合ってる。合ってるけど、全然違う。もう少し言い方を変えると「誰かの私利私欲のためではなく、みんなの利益のために使われる建物」ということになるけれど、この一見正しそうな解釈こそが、日本を「公共」という考え方から遠ざけているのである。

試しに上の解釈のあとにどんな言葉が続くか考えてみる。
「誰のものでもない、みんなのための建物、なのでキレイに使いましょう」
いきなり「規制」だ。言葉は柔らかいが、もし壁にお絵かきでもしようものなら管理人が飛んでくるに違いない。
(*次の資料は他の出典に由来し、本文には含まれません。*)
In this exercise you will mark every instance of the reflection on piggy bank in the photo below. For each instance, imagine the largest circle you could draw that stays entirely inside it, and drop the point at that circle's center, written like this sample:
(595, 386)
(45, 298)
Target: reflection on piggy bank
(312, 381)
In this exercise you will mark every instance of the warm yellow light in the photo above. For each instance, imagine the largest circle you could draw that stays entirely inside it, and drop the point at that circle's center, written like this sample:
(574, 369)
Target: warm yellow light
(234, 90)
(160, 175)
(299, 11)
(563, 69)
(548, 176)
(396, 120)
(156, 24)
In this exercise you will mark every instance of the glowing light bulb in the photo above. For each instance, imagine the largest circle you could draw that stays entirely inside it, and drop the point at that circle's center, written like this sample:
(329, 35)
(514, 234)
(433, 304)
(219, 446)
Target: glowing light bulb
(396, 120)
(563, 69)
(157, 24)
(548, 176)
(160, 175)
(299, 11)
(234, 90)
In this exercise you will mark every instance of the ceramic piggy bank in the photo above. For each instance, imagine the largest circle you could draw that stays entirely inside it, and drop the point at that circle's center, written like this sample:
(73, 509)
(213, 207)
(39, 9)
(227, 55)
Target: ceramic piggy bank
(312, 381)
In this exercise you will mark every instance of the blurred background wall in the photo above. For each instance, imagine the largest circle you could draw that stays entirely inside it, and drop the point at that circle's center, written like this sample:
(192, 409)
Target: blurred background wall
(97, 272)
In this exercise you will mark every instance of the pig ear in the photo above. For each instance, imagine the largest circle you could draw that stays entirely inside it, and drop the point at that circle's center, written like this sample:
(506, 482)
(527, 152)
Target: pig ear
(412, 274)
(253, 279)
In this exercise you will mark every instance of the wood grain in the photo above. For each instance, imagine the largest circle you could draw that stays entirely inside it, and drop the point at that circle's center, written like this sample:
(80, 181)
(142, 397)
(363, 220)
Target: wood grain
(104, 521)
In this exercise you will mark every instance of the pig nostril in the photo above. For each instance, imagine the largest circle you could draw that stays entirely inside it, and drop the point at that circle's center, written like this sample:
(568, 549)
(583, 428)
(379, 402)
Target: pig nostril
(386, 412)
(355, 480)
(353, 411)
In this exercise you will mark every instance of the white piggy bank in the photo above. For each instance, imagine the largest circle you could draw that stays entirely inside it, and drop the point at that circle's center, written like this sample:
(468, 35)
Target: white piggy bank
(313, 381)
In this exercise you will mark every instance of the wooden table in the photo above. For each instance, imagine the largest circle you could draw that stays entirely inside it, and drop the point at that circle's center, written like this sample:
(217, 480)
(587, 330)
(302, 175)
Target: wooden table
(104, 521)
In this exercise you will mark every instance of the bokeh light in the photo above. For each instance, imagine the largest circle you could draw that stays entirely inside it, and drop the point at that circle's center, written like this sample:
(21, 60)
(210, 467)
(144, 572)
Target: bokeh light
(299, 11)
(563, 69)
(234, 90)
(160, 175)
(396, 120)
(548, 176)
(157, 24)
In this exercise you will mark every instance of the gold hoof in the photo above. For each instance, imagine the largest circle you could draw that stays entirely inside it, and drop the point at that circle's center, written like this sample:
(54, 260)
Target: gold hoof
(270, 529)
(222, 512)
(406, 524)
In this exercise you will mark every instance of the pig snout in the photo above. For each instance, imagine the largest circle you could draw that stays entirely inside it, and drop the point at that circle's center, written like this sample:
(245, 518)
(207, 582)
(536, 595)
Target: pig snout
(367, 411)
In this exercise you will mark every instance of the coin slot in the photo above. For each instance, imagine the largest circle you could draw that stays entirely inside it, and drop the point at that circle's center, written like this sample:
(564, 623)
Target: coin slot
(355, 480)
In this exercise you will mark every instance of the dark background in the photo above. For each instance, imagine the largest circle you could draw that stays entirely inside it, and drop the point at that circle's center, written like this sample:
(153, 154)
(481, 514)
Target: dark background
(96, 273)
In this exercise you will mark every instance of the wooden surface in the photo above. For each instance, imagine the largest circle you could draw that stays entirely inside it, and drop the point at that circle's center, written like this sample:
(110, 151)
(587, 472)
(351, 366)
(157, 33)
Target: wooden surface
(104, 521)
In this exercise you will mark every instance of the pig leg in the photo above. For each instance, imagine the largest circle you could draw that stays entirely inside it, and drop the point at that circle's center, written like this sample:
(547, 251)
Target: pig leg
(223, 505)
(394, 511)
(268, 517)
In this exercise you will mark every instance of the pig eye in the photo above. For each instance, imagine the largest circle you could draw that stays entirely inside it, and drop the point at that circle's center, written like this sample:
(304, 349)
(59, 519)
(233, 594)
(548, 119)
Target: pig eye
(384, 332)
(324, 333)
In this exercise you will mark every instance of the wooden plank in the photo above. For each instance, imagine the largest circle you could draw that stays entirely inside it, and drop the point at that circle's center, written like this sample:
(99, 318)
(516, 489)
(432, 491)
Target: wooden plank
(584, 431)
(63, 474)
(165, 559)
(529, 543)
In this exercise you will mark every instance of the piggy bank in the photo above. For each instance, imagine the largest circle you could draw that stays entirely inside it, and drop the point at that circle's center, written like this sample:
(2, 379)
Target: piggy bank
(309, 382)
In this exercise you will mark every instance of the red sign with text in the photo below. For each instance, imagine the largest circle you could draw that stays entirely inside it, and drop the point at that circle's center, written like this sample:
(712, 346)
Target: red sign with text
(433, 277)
まぁ、図書館でとつぜん壁にグラフィティを描きはじめるような奴は捕まって当然だが、こういう「公共」の解釈しかできないことで、案外日本人は不幸になっている。


さきに結論を言ってしまうと、僕は、
「公共」とは、「誰のものでもない」ではなく「僕のものである」と解釈するべきだ
と思っている。それは9ヶ月パリに住んでわかった大事なことの一つだ。あの街のすごいところは、旅人とさして変わらない新参者かつストレンジャーな僕ですら、パリという街それ自体と、セーヌ河畔の公共建築群は「僕のものである」と感じさせるところだ。(ただし移民がどう思っているか、という問題はある)
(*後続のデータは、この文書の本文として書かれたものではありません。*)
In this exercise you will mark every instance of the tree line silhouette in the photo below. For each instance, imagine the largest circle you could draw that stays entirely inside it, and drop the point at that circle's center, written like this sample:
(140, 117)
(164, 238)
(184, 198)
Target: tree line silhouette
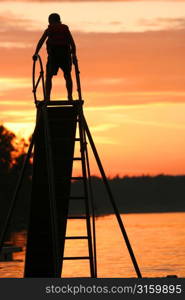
(162, 193)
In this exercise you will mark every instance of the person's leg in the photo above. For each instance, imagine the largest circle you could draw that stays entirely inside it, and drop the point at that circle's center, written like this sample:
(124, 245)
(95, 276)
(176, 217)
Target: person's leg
(69, 84)
(48, 85)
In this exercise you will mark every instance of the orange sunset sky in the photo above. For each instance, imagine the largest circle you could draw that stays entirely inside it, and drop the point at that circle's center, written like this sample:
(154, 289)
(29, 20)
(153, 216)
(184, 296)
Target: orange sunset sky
(132, 60)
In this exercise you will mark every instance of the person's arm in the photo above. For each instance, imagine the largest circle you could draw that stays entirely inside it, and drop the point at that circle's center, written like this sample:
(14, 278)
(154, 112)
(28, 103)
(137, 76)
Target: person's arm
(40, 43)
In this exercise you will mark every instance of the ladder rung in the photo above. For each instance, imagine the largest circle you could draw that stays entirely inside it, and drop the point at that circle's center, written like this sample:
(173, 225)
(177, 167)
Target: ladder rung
(77, 198)
(64, 102)
(59, 139)
(77, 217)
(76, 237)
(77, 178)
(76, 257)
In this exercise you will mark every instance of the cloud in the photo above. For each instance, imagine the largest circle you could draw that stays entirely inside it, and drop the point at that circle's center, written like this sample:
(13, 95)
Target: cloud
(166, 23)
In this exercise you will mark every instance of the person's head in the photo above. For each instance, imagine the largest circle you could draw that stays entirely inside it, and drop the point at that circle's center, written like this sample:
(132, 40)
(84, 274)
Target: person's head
(54, 18)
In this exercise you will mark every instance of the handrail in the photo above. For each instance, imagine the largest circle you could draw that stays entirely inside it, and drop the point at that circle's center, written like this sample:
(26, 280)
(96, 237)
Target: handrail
(36, 83)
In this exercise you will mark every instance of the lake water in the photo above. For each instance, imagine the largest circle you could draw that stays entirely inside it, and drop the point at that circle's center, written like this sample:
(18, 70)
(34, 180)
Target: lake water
(158, 241)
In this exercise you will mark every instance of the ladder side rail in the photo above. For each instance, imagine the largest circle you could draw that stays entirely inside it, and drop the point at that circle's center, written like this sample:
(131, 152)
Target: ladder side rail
(52, 196)
(18, 185)
(91, 194)
(92, 271)
(16, 192)
(120, 222)
(77, 73)
(41, 77)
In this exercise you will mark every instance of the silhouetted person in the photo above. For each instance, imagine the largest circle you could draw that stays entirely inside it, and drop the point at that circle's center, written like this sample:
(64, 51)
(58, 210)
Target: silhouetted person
(61, 50)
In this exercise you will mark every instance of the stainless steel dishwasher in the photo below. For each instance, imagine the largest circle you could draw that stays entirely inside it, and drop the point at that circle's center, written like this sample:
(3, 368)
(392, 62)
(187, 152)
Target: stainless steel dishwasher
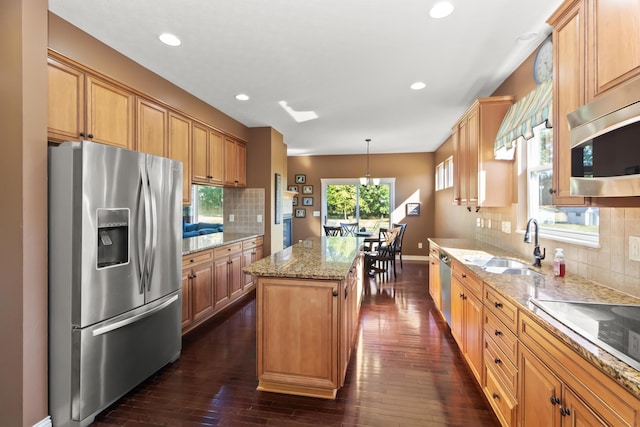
(445, 286)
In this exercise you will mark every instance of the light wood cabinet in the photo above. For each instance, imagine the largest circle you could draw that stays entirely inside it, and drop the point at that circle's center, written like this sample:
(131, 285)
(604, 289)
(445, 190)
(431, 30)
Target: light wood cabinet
(568, 92)
(197, 279)
(235, 164)
(560, 387)
(466, 317)
(613, 43)
(179, 148)
(84, 106)
(480, 179)
(435, 289)
(228, 273)
(207, 155)
(252, 251)
(151, 126)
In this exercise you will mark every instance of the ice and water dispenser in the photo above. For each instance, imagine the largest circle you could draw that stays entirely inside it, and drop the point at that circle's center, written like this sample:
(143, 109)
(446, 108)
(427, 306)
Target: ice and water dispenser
(113, 237)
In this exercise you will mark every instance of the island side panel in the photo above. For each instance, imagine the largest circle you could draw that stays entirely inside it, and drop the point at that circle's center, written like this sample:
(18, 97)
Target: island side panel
(297, 336)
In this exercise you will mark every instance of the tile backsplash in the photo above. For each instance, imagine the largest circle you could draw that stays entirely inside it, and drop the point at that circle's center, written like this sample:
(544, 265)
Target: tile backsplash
(608, 265)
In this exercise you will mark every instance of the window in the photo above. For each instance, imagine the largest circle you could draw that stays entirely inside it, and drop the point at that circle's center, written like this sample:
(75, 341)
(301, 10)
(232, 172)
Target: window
(444, 174)
(570, 224)
(346, 200)
(207, 204)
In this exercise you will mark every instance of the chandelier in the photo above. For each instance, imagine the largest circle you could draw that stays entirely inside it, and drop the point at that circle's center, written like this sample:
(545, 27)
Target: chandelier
(366, 179)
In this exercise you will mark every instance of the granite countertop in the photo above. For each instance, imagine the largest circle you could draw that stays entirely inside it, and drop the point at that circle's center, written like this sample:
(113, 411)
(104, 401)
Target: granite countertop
(520, 289)
(325, 257)
(210, 241)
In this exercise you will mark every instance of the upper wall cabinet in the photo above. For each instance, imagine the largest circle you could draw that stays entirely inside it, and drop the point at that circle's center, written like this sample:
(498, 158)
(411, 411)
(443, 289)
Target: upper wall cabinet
(82, 106)
(208, 156)
(613, 43)
(568, 92)
(480, 179)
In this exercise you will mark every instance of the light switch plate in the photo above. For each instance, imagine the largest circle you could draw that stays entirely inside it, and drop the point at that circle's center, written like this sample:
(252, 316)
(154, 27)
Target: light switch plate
(634, 248)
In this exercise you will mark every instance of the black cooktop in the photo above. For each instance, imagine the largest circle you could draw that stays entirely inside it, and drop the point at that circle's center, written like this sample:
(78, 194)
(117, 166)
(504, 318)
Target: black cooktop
(614, 327)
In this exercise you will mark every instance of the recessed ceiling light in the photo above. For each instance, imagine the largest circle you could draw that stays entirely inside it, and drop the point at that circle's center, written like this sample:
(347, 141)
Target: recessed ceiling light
(169, 39)
(441, 9)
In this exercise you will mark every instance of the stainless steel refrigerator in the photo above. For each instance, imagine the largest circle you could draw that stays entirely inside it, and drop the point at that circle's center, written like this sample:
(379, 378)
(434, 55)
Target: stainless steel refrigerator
(114, 274)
みんなが「僕のものでもある」と主張すると、かならず衝突が起きる。それをどう解決するか、というのが「公共」を考える上でのキーポイントである。

日本がとったスキームは、「みんなに迷惑が掛かるようなことを管理者が全て事前に規制する」というもので、「不測の事態が起きたときの責任は管理者」ということになる。こういう考え方は管理者だけではなくて、利用者も暗黙に了解している。だから利用者は、不快・不便を感じたときには管理者に「クレーム」を提出する。すると管理者はそのつど「禁止事項」の項目を増やしていく。そうすれば「クレームのない社会」ができあがる。よくテレビで、ちょっとした言葉遣いが「不適切発言」になって番組中に謝罪ということがあるが、よくまぁ迅速にクレームをつける視聴者がいるもんだと感心してしまうほど、日本の利用者はこういう「公共」に慣れ親しんでいる。
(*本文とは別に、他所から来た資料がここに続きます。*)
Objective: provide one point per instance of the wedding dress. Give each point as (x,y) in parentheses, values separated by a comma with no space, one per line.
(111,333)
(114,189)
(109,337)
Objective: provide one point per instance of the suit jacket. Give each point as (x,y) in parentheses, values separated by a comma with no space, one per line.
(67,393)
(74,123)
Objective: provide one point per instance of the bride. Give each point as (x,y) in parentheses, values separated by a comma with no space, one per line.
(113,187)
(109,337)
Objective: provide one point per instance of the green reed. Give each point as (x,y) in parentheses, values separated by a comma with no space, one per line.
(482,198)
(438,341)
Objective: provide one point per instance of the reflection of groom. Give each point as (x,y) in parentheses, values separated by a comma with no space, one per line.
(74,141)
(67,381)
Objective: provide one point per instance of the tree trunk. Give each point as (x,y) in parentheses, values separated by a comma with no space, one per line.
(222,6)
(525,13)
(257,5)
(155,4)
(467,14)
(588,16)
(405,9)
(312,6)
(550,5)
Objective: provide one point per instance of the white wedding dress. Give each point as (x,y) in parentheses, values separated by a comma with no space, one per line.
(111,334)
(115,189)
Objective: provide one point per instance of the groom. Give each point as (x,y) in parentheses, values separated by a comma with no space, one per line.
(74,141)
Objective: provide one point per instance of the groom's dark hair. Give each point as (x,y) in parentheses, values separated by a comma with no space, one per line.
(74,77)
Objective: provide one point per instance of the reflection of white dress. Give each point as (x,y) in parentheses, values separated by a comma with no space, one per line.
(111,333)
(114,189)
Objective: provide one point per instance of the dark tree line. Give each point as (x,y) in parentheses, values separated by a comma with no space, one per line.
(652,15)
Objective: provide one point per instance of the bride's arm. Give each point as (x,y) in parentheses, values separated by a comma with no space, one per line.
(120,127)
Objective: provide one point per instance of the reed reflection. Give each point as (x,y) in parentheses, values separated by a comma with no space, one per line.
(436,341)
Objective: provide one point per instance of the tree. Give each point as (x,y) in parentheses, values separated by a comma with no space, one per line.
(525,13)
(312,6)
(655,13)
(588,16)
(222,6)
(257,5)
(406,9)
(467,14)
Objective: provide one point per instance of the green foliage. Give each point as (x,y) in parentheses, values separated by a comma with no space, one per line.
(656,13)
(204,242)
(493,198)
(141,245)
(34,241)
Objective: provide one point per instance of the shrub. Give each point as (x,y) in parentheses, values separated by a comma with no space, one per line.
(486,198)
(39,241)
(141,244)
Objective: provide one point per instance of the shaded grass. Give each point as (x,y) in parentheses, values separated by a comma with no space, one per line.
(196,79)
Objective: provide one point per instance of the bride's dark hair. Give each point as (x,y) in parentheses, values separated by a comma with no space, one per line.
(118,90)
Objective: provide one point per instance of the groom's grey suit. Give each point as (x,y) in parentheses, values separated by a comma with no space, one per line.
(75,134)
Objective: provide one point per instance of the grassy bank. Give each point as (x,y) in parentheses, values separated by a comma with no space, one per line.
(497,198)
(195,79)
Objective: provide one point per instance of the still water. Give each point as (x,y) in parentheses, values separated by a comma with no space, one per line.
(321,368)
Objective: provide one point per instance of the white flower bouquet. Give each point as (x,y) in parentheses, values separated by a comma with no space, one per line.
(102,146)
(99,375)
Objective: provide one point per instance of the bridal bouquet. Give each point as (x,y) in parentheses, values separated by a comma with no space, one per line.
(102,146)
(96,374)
一方、おそらくパリのスキームは「何をどこまでやっていいかは、個人で考えろ」というもので、「問題があったときの責任はおまえ」ということになる。不快に感じた人は「その場で個人的に怒る」。こういう国だから「個」というものが尊重されもするし、自分で立派に磨き上げないと使い物にならなくもなる。もちろんみんながまっとうな大人にはならないので、日本のような完璧な安全と快適は得られない。たとえばパリの「パレ・ド・トーキョー」はスケーターがたむろしており、外部床仕上げの石のパネルはバキバキ割れている。ひどいものだ。でも、まぁ建物が傷つくくらいで、そこまで迷惑がかかるわけでもない。別に怒る人がいなければ、それでOKという街なのである。


ようするに、パリでは「公共」とは「個」が試される場所なのである。

というか、そのようにして同時に「公共」と「個(私)」というものが生まれるのである。

「公共」というのは人間が複数で生きるということであって、であるからこそ問題の発生ポイントでもある。そのなかで、自分の責任のもとでどう判断するかというときの主体として「個」が発生する。僕はこの「公共観」は市民社会の基本であると思う。パリが日本よりも安全でなく快適でもないことはパリ固有の問題であって、こうした「公共観」そのものが日本の「公共観」よりも劣っているのだという推論は間違いである。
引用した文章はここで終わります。